Celebrating their 10th Anniversary this year, Tru Yoga, located at 696 South Ave, is an open and inviting space where new yoga students and expert practitioners alike feel welcome and inspired. Owners Lindsay and Pete Nabozny believe strongly in making studio yoga classes accessible to all.
Like many small business owners in the Wedge, they both wear many hats. Both have full-time day jobs in addition to a toddler; Lindsay is a housing planner for the City of Rochester and Pete is Director of Policy for The Children’s Agenda. They depend heavily on their studio manager, Liz Laneri, to keep things running smoothly at Tru Yoga on a day-to-day basis.

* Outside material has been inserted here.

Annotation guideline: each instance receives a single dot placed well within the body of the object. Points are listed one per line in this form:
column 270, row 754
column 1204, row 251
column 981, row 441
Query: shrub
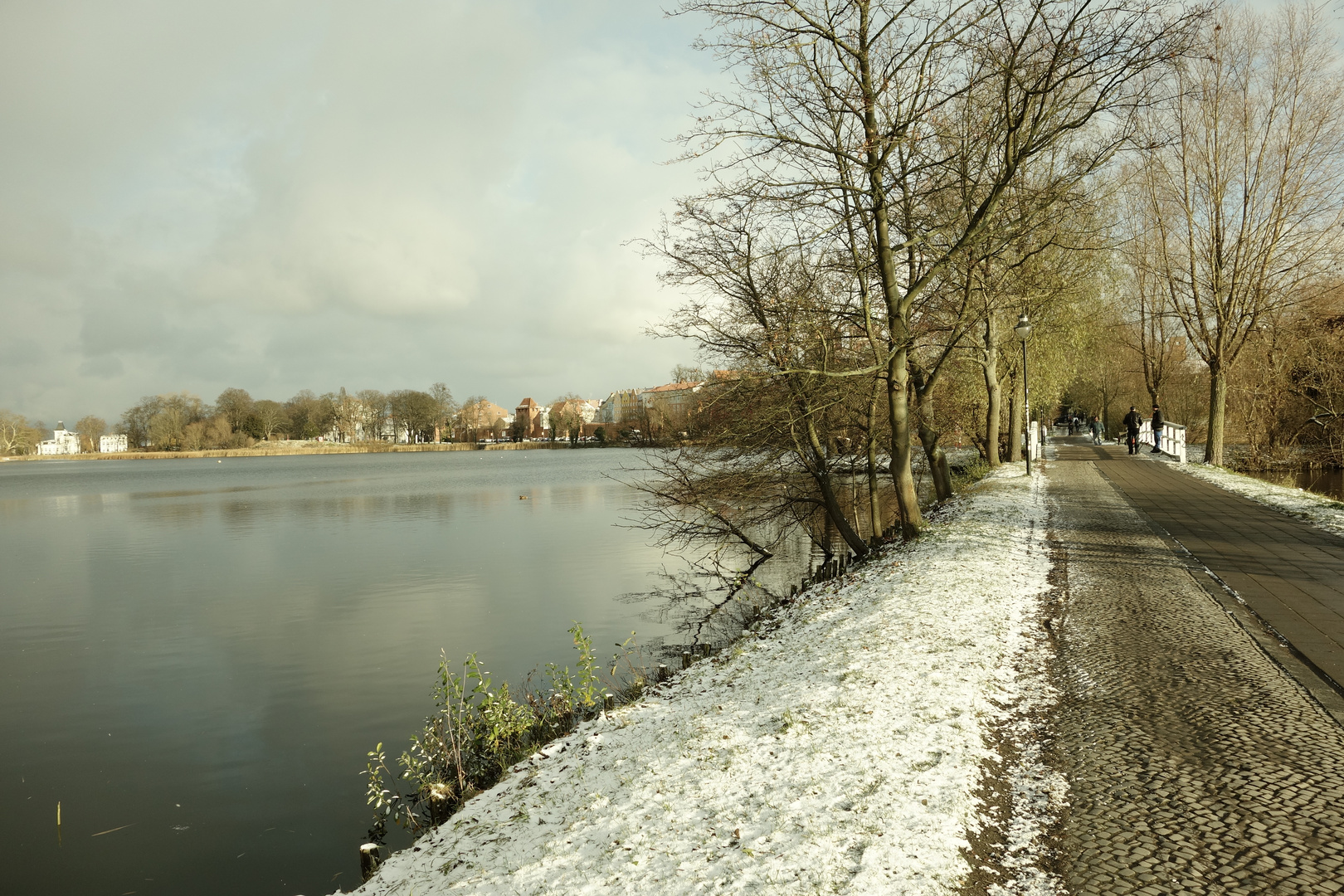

What got them into yoga? Lindsay says, “I first tried it when a friend took me to a Bikram yoga class in Buffalo around 2006. In Bikram classes the room is heated to over 100 degrees. Some people love that, but I hated it and did not continue. Shortly after, I moved to New York City, and I started practicing at a Vinyasa, or “flow” studio about once a week. Discovering that style of yoga was a revelation - yoga can feel good! I was working long hours and I found it to be a lovely way to end the day. It was a form of exercise that I found challenging, yet also centered me. Pete also did some yoga in Brooklyn, he is a runner and wanted to improve his flexibility. But he had been practicing very sporadically before we took over Tru. The improvement for him has been remarkable. He could barely touch his knees and now when he folds forward he can touch his toes!”
In 2012 while they were living in Brooklyn, ownership of Tru Yoga fell into their hands through a family connection to the then-owner of Tru Yoga. He was looking for someone to take over the studio since he was not able to dedicate the time needed to operate the studio on a full time basis. “We were very fortunate that Tru turned out to have great teachers and a wonderful student community!” says Lindsay.
What makes yoga a good choice for people looking for a path to a healthier lifestyle? ”In addition to improving strength and flexibility, yoga helps you to slow down and truly take time to care for yourself, which I think is essential to making positive lifestyle changes. For many, the benefits are both physical and mental, and yoga doesn’t require that you be able to stand on your head to do it right - you just have to breathe. Personally my “ah-ha” moment came from taking yoga classes that instructors were also taking as students. I am not an instructor. I noticed that instructors don’t always do the hardest variation of a pose, or they might take a child’s pose and rest. Your yoga practice can be whatever you need that day and you don’t have to overexert or strain yourself to reap yoga’s benefits.” says Lindsay.